A market bubble is a phenomenon that is characterised by a fast, large climb in the market price of one or many assets. This rapid growth, though, is usually relatively short-lived, and just like the bursting of a bubble, market bubbles also crack open, pulling down the markets.
A sharp, fast increase in asset prices - This is usually the first sign that a bubble might be forming. It's not always easy to spot though, since markets naturally experience periods of growth. What you want to look for is an unexplained or out-of-the-ordinary jump in prices. Typically, a market bubble will follow a similar trajectory:
- Prices continue to rise even as concerns about the possibility of a bubble grow - As more and more people join, it pushes the price even higher.
- Eventually, prices reach a point where they're so high that people start selling. This is when the bubble finally pops.
How do you identify a market bubble?
There's no surefire way to spot a market bubble while they are forming. They form because of a combination of factors like euphoria driven by news cycles, emotions - greed and FOMO, and even loose monetary policies that lead to an oversupply of money. When you are in the bubble, you may be oblivious to the madness or may choose to ignore the warning signs. However, here are a few things you can look out for:
- Unsustainable price increases: this is the most obvious sign. If prices are increasing at an unprecedented rate, it might be indicative of a bubble.
- Lack of fundamentals: all assets have a fundamental value attached to it. If the market prices are way off from their fundamentals, you should see it as a warning sign.

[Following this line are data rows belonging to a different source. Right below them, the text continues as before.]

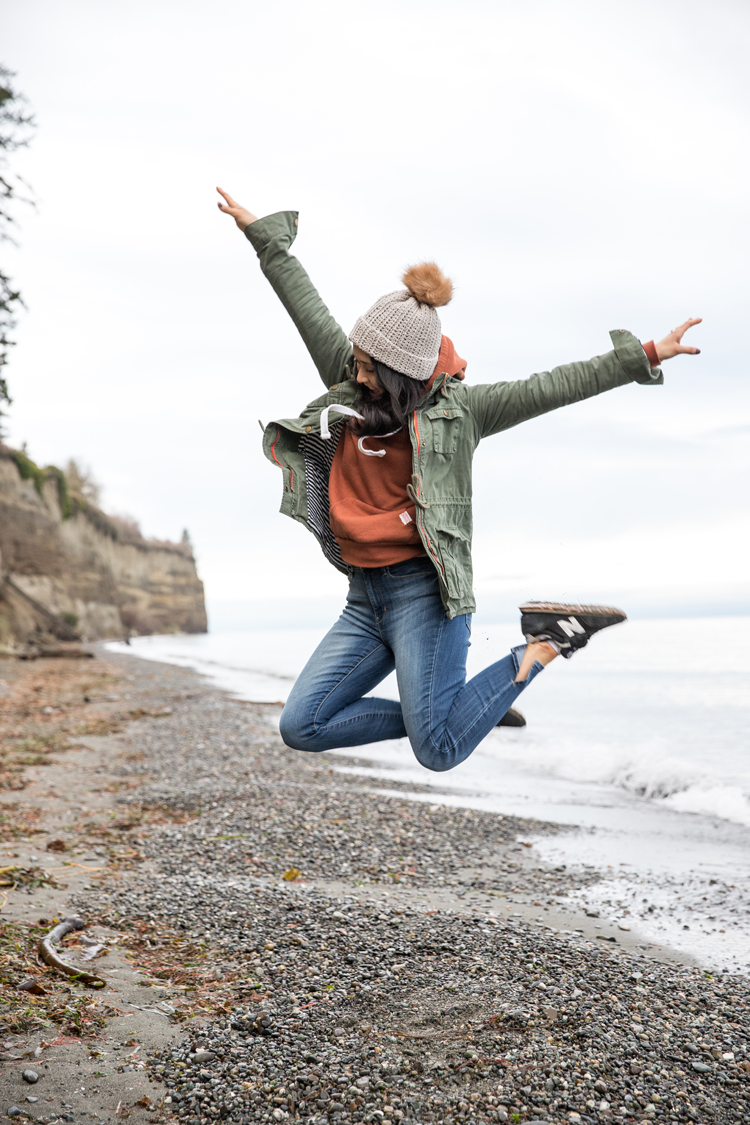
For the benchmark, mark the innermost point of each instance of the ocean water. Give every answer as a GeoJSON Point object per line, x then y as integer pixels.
{"type": "Point", "coordinates": [641, 744]}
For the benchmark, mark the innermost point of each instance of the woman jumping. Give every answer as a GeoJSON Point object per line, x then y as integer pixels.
{"type": "Point", "coordinates": [379, 469]}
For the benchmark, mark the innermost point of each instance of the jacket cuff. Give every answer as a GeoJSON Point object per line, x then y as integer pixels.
{"type": "Point", "coordinates": [280, 225]}
{"type": "Point", "coordinates": [633, 359]}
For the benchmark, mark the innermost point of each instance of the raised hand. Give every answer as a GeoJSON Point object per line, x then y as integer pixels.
{"type": "Point", "coordinates": [670, 345]}
{"type": "Point", "coordinates": [241, 215]}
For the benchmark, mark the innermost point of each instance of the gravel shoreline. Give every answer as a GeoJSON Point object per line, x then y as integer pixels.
{"type": "Point", "coordinates": [299, 1000]}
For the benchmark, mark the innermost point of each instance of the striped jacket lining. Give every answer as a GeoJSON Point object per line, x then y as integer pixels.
{"type": "Point", "coordinates": [318, 458]}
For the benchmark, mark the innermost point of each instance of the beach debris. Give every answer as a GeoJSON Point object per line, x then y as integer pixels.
{"type": "Point", "coordinates": [29, 984]}
{"type": "Point", "coordinates": [91, 951]}
{"type": "Point", "coordinates": [50, 954]}
{"type": "Point", "coordinates": [204, 1056]}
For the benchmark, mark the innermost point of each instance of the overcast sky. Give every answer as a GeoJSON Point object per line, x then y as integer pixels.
{"type": "Point", "coordinates": [574, 168]}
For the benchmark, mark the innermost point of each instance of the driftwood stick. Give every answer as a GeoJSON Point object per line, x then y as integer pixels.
{"type": "Point", "coordinates": [48, 953]}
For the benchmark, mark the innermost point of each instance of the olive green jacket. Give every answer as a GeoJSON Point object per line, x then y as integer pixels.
{"type": "Point", "coordinates": [445, 429]}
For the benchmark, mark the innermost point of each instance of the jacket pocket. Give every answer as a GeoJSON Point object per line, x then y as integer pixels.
{"type": "Point", "coordinates": [454, 548]}
{"type": "Point", "coordinates": [445, 423]}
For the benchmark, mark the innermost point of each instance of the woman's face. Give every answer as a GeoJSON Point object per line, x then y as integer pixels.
{"type": "Point", "coordinates": [367, 374]}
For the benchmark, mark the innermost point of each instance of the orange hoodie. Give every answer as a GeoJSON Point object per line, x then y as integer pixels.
{"type": "Point", "coordinates": [371, 514]}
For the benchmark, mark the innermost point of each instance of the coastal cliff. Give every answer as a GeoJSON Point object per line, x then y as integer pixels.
{"type": "Point", "coordinates": [70, 572]}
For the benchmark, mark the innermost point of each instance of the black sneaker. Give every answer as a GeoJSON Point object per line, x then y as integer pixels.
{"type": "Point", "coordinates": [569, 627]}
{"type": "Point", "coordinates": [512, 718]}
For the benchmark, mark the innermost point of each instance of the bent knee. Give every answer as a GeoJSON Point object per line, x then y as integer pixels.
{"type": "Point", "coordinates": [297, 732]}
{"type": "Point", "coordinates": [435, 759]}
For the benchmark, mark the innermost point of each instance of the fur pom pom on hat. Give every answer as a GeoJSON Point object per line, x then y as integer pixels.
{"type": "Point", "coordinates": [403, 329]}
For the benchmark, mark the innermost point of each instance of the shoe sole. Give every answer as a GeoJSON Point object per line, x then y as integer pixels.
{"type": "Point", "coordinates": [565, 610]}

How do market bubbles form?
Bubbles form when there is too much money chasing too few assets. This can be caused by a number of things like quantitative easing (printing more money), low interest rates, lax lending standards, and over-leveraging. When such things happen, bubbles can form in any random part of the asset markets. Centuries ago, there was Tulip mania (yes, the flowers…), when prices of Tulips went up like crazy due to speculation and belief that they will never come down. But of course prices crashed. Look at stocks, real estate, commodities, crypto - all markets have their bubbles and bursts.
How do market bubbles cool down?
Bubbles generally don't cool down on their own. It is often the case that asset prices go up until they reach a point where it becomes irrational, and then a small event can trigger a sell-off which causes prices to come crashing down. As with the current bursting of stock market & crypto bubble - war in Ukraine, supply chain issues, China's struggles with COVID, inflation (perhaps due to the QE during pandemic), gas prices etc - some or all of these have contributed to the current burst.
Where do we go from here?
It is difficult to say where we go from here. For the stock market, it seems that there is more downside than upside in the near term. For crypto, it is even more difficult to predict as prices are highly volatile and driven by speculative players - plus the lack of regulation is a hindrance to wider acceptability. But one thing is certain, for as long as there have been asset markets, there have been bubbles. This crazy time too, shall pass.